Cocoa’s Bitter Price Tag

September 23rd, 2009

Cocoa price surge signals bitter news
By Javier Blas and Jenny Wiggins in London
Published: September 21 2009 18:36 | Last updated: September 21 2009 18:36
Cocoa prices hit a 24-year high on Monday amid forecasts that consumption will outpace production in the crop year starting next month, raising fears that the cocoa market is entering its worst period of shortages in 40 years.

The price surge – likely to boost chocolate prices – comes at a sensitive time for UK-based Cadbury, which is trying to prove its viability as a stand-alone confectionery company after rejecting an unsolicited takeover offer from the US food group Kraft.

Kraft claims it will be able to manage high cocoa costs more easily than Cadbury because it is a bigger company, with $42bn in annual sales compared with Cadbury’s £5.4bn.

Kraft’s cocoa costs are estimated at 1.5 per cent of its total sales while Cadbury’s are estimated at 10 per cent, according to Morgan Stanley.

“Any particular commodity price change is less marked for Kraft,” the US food group said on Monday.

Nonetheless, traders said Kraft had hedged less of its cocoa needs than Cadbury, making the US food company more vulnerable to a short-term rise in prices.

Both companies decline to discuss hedging policies.

Andrew Bonfield, Cadbury chief financial officer, said last week at an investor conference that, if cocoa prices stayed at current levels, “there will be no choice but to increase the price of chocolate in certain markets around the world”.

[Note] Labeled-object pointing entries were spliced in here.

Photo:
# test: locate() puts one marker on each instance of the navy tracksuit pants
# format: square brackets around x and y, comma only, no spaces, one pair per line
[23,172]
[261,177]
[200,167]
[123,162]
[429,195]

The bullish market has its root in Ivory Coast, which delivers 40 per cent of the world’s cocoa.

After a poor harvest this season, traders fear that the country’s ageing trees will deliver an even smaller crop in 2009-10, in spite of favourable weather. Traders also said the El Niño weather phenomenon could hit supplies from Indonesia, the world’s third-largest producer, and Ecuador, the seventh-largest.

Meanwhile, cocoa demand is set to recover, growing between 1.5 and 3 per cent in 2009-10 after falling 6 per cent this season, creating a market deficit for the fourth season in a row, the most prolonged since the 1965-1969 shortages period.

“Chocoholics will be disappointed to hear that the long-run cocoa bull run remains intact,” said Luke Chandler, head of agribusiness research at Rabobank in London.

This bullish sentiment has filtered beyond the usual operators, bringing speculative investors to what is usually a dull market handled by merchant and trading houses.

In London, the benchmark second front-month price on Monday rose to an intra-day high of £2,055 ($3,334) a tonne, the highest since early 1985.

Traders worry that falling output in Ivory Coast will leave a lasting market deficit. Ivorian small farmers – among the world’s most heavily taxed growers – have neither money nor in centives to buy fertiliser or replant to increase output.

Cocoa buyers such as Nestlé are so worried that they have launched programmes to replant trees in a desperate effort to avoid a long-term decline in output.

Ivory Coast production “could fall by more than 100,000 tonnes in 2010 after a fall of about 200,000 tonnes in 2008-09”, the French embassy in the country warned this month.